VLESA: Vision-Language Embodied Safety Agent for Real-Time Human Activity Monitoring
Researchers introduce VLESA, a framework that monitors human activities from egocentric video and triggers real-time safety interventions when dangerous actions are predicted. The system addresses intent-dependent safety — where identical actions can be safe or dangerous depending on context — using a goal-conditioned safety Q-filter trained via GRPO and an intent-action prediction agent.
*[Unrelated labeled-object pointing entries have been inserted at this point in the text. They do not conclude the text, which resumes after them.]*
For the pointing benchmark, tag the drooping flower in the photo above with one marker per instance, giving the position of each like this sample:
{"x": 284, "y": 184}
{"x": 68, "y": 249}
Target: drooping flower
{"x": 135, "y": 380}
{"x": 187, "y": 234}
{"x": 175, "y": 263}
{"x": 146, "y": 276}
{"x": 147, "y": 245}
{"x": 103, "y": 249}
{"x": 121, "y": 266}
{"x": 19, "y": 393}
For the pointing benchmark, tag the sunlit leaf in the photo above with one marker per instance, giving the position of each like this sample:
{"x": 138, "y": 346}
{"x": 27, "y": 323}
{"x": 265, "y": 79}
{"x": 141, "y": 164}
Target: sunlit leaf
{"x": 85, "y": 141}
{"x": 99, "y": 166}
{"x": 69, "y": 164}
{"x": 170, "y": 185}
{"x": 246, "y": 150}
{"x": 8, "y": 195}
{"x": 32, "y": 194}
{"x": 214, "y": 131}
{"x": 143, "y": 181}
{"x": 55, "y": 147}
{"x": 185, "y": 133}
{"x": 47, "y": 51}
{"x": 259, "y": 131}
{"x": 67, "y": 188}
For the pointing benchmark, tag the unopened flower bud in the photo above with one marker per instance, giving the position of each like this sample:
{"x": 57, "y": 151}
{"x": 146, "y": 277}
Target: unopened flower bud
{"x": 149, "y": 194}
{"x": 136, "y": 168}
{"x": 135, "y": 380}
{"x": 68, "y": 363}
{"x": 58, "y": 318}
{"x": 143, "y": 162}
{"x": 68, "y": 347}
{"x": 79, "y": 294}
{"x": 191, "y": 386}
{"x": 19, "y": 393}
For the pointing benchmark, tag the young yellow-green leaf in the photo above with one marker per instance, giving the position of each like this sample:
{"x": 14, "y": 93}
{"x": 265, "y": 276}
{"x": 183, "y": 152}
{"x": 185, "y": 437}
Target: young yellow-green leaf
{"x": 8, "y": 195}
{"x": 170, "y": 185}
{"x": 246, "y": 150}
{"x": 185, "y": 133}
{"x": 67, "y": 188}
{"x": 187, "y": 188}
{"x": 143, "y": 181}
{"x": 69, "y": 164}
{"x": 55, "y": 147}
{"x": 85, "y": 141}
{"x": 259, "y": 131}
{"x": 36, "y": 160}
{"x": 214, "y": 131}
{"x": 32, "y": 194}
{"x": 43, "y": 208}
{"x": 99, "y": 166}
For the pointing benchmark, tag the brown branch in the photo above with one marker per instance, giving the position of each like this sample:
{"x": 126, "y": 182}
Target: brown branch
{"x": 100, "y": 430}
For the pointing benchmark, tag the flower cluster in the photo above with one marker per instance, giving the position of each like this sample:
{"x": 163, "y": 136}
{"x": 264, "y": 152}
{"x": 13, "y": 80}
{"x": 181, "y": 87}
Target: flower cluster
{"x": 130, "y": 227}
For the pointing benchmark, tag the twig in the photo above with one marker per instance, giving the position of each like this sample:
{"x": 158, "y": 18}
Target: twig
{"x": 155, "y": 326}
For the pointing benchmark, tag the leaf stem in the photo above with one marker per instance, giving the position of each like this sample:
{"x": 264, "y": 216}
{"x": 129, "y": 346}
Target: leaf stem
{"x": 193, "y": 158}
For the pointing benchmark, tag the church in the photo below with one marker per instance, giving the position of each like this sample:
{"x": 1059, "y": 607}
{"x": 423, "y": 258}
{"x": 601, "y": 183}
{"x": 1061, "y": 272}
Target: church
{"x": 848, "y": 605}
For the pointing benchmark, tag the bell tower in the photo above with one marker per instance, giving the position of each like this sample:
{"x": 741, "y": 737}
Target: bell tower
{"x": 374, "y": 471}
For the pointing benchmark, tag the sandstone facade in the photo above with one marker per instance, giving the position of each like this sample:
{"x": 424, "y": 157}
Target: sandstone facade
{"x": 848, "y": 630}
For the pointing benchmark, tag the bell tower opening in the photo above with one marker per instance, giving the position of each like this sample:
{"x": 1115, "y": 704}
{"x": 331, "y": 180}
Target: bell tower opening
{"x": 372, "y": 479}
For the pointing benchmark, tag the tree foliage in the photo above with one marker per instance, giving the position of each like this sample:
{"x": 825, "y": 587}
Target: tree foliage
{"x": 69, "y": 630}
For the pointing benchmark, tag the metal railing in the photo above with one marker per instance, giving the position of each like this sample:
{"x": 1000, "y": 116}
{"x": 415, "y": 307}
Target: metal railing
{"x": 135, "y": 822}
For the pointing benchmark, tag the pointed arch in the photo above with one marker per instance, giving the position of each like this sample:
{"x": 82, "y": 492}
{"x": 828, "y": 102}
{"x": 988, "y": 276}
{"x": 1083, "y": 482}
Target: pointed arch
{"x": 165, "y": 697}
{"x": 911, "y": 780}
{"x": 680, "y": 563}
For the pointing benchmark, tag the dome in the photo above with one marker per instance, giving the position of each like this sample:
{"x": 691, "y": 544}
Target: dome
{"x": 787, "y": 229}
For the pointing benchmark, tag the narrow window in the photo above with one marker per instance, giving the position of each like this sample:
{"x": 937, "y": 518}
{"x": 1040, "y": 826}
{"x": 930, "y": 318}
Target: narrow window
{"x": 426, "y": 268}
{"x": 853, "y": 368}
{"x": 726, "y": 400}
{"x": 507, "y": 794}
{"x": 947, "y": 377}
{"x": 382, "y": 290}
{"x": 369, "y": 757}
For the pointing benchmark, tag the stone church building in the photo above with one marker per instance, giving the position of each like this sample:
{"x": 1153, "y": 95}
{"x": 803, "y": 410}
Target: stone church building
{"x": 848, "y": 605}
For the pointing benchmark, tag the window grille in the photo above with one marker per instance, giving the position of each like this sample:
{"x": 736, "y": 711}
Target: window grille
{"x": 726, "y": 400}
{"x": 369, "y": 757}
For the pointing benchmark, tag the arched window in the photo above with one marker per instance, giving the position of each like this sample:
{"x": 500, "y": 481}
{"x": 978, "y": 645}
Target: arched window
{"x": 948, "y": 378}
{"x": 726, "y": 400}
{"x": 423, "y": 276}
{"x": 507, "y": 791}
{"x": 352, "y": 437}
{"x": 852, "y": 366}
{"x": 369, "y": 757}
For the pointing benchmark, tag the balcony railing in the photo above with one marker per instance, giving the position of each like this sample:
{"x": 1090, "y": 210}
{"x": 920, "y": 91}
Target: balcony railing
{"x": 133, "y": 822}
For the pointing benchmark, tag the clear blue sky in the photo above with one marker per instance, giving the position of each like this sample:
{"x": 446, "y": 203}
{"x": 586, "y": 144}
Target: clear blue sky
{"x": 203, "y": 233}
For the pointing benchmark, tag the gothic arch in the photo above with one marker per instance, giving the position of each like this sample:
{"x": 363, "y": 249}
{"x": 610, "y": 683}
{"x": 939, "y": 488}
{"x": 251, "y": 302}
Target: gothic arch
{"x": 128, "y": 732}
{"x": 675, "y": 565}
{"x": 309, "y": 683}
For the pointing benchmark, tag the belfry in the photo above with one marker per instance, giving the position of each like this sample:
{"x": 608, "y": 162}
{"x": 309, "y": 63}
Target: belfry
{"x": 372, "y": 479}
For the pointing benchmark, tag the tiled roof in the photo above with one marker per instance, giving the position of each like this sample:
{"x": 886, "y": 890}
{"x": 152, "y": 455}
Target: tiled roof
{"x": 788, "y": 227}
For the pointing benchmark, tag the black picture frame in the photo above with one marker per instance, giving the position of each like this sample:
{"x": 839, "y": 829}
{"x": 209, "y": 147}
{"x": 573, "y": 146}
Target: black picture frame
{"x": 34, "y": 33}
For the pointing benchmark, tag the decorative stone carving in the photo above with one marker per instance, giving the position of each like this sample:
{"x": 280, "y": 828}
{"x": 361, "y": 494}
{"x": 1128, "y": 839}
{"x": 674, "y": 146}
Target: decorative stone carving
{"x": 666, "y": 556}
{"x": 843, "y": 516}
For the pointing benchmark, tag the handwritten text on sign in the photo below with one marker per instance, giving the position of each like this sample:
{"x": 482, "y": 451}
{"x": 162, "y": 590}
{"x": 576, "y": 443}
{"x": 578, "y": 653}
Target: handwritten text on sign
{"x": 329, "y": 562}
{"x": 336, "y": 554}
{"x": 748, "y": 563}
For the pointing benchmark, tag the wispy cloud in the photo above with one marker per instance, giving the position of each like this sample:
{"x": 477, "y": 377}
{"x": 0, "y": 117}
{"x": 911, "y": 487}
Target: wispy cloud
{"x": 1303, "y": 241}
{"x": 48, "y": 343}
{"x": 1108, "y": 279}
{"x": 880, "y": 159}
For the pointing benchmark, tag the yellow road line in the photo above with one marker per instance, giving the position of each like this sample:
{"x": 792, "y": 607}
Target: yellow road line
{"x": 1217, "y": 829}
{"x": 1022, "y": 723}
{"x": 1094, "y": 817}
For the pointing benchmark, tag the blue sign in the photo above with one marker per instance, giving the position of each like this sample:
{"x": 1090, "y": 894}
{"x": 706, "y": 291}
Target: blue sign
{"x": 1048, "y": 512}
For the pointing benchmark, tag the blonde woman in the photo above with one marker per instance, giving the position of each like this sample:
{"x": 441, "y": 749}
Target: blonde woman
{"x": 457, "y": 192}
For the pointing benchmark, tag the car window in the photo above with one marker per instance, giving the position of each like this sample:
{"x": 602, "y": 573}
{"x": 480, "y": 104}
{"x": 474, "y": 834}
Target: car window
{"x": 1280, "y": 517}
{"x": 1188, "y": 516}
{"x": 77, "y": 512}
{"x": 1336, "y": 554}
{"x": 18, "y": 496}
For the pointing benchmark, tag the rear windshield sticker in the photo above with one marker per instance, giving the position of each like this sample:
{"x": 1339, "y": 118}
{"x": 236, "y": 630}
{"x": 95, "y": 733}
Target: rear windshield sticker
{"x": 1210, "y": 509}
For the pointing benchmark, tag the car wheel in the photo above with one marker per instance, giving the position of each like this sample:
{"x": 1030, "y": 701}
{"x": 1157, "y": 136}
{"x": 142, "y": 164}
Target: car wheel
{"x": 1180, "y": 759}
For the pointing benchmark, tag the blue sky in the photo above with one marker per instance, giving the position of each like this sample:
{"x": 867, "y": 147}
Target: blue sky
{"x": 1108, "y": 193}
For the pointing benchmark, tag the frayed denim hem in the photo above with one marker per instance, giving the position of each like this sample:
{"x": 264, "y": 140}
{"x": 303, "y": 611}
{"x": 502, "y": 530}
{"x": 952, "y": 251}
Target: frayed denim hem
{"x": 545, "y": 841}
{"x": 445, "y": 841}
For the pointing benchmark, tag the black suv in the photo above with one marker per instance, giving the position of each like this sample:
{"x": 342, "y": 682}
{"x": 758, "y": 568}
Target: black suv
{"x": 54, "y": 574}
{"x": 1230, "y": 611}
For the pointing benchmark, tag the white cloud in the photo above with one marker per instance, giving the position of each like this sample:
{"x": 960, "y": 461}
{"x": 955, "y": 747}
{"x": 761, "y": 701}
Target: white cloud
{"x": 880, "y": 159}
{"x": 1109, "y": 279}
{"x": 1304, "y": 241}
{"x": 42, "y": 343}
On the ASIMOV-2.0 benchmark, VLESA achieves higher intervention accuracy than baselines, with the Q-filter improving action safety by over 41 percentage points through goal-conditioned constrained decoding.
Deliberative Alignment: Reasoning Enables Safer Language Models
OpenAI introduces deliberative alignment, a new alignment strategy applied to o1 models in which the model is directly taught safety specifications and trained to reason over them at inference time. Unlike prior approaches that embed safety implicitly through RLHF, this method makes safety reasoning explicit and inspectable. The announcement positions deliberative alignment as a meaningful advance in scalable oversight and safe deployment of frontier reasoning models.